« Quand le malheur s’acharne » disent certains, « cela dure longtemps ». Pourtant, s’il y a un peuple attachant, c’est bien celui de cette petite île comptant tout au plus neuf millions d’habitants. J’ai foulé le sol de ce territoire d’à peine 27 750 kilomètres carrés à trois reprises dans les années 90. Je garde un souvenir extraordinaire de ces gens au sourire radieux, au regard bienveillant malgré un environnement marqué d’une pauvreté extrême. Imaginez, 70% des Haïtiens vivent avec moins de 2 $ par jour. Terrible!
Depuis une décennie, ce pays tourmenté par des troubles politiques sans fin, a été frappé par de nombreuses catastrophes. Nous nous rappelons tous des quatre ouragans successifs en 2008 Fay, Gustav, Hanna et Ike qui ont fait 800 morts et près d’un million de sinistrés. Puis, il y a eu en 2004 la tempête Jeanne qui provoqua des inondations meurtrières et en 1998 l’Ouragan George qui avait provoqué des dégâts considérables. Décidément, cette République qui a acquis son indépendance depuis 1804 ne s’en sort pas. En dépit des sommes colossales en aide internationale, le pays croule toujours sous le poids de la misère et de la désolation. Ce pays a pu compter pendant des décennies sur la plus grande concentration de missionnaires canadiens dans le monde. Que reste-t-il de tous ces engagements?
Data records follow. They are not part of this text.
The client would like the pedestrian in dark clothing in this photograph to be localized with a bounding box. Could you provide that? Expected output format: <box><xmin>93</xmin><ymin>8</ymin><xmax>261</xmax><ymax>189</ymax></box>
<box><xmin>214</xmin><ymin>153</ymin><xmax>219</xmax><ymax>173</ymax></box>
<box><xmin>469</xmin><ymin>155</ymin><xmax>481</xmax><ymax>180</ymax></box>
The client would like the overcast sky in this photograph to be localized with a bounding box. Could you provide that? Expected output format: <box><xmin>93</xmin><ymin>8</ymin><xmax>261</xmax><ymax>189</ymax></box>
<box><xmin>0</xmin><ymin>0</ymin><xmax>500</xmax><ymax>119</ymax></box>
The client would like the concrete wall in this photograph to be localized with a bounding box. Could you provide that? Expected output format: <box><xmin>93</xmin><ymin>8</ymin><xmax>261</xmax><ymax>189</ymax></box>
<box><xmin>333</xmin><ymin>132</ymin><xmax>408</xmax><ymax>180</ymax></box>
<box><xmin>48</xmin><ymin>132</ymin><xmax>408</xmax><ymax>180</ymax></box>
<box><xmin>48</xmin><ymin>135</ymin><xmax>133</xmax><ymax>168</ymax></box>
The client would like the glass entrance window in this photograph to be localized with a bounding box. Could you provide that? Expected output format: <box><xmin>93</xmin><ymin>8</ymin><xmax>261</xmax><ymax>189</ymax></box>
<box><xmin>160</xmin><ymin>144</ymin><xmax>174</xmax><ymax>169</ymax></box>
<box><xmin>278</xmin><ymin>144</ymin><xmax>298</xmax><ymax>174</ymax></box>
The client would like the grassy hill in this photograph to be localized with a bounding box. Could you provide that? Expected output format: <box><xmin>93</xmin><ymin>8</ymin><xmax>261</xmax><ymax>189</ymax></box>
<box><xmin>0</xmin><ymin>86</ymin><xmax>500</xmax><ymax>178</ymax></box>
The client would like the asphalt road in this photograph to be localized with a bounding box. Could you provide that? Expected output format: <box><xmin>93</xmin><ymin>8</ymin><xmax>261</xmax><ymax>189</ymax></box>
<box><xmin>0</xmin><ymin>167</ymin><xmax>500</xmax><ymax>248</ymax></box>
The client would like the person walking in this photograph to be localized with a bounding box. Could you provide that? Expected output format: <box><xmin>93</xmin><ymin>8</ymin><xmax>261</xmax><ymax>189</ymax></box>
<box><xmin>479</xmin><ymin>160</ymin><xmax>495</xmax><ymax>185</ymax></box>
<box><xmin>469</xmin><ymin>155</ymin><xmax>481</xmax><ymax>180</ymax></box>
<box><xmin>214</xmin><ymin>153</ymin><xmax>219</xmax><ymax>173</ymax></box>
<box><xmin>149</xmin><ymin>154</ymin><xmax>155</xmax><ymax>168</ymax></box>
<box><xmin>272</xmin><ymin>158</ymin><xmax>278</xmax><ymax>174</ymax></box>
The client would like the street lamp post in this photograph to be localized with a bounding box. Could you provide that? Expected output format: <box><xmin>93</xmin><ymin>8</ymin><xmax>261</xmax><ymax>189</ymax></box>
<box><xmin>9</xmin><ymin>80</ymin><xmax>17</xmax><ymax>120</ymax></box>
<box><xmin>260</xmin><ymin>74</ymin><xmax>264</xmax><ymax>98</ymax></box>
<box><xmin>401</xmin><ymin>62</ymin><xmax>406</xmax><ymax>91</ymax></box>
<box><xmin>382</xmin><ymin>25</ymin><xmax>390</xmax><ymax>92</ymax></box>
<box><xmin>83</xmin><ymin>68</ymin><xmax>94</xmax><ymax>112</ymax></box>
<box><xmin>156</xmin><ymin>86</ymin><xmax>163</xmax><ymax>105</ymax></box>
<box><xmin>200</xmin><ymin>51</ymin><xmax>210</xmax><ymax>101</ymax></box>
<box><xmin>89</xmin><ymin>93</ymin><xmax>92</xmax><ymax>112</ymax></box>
Nous sommes près du peuple haïtien, en communion quoi. Il y a toujours eu une amitié profonde entre le Québec et Haïti. Sans doute que la langue française fut un atout dans ce rapprochement. La diaspora haïtienne est imposante au Canada, principalement au Québec, avec une population dépassant les 90 000 personnes. Nous retrouvons dans la belle province plus de 80% des membres de la diaspora. Dire que dans les années 60, on comptait à peine 200 personnes d’origine haïtienne sur l’île de Montréal. Cinquante ans plus tard, ils sont près de 55 000 à sillonner dans les rues de la métropole. Ils sont devenus des acteurs importants de l’évolution récente du Québec. De nombreuses figures se sont illustrés chez nous; pensons aux auteurs prolifiques tels que Dany Laferrière, Stanley Péan, aux réputés boxeur Joachaim Alcine et Jean Pascal, à la gouverneure générale du Canada Michaëlle Jean et bien d’autres. Il est clair que la population haïtienne du Québec est en état de choc.
Au début des années 60, c’est la terrible dictature de François Duvalier, surnommé Papa Doc, qui a forcé de nombreux haïtiens à quitter en grand nombre cette perle des Antilles. Certains spécialistes estiment la diaspora haïtienne à travers le monde à près de un million d’individus, migrants et leurs descendants immédiats. Le Québec fut l’une des destinations privilégiées pour plusieurs d’entre eux pour des motifs linguistiques et religieux. Dans les années 70, le Canada a accueilli en moyenne 3 000 immigrants haïtiens annuellement fuyant le régime de terreur des François et Jean-Claude Duvalier. Ces dictatures successives ont marqué le peuple haïtien dans leur corps et dans leur âme. Le puissant président de la République, François Duvalier meurt le 21 avril 1971, après plus de 13 ans de pouvoir absolu. Son fils Jean-Claude, surnommé « Bébé Doc » poursuivra ce régime draconien jusqu’à sa chute en 1986. Depuis ce temps, les crises politiques se succèdent et le pays ne finit plus de s’enfoncer. Ce tremblement de terre vient alourdir une situation déjà catastrophique.
En quelques heures, heureusement, l’aide humanitaire s’organise un peu partout à travers le monde. Des équipes se mobilisent, des organisations lancent des campagnes de financement, des gouvernements promettent des secours et de l’aide financière. En ces moments éprouvants, je reprends ici les mots de la gouverneure générale, Michaëlle Jean, que nous devrions faire nôtres: « Je tiens à ce que les Haïtiens sachent qu’ils ne sont pas seuls et que la population canadienne saura répondre devant l’urgence ». C’est un appel vibrant à la solidarité, la seule voie pour soulager la détresse de ce peuple en manque de tout, seule voie pour susciter quelque espoir en un avenir meilleur, seule voie pour confirmer notre foi en cette humanité profondément généreuse. Courage Haïti!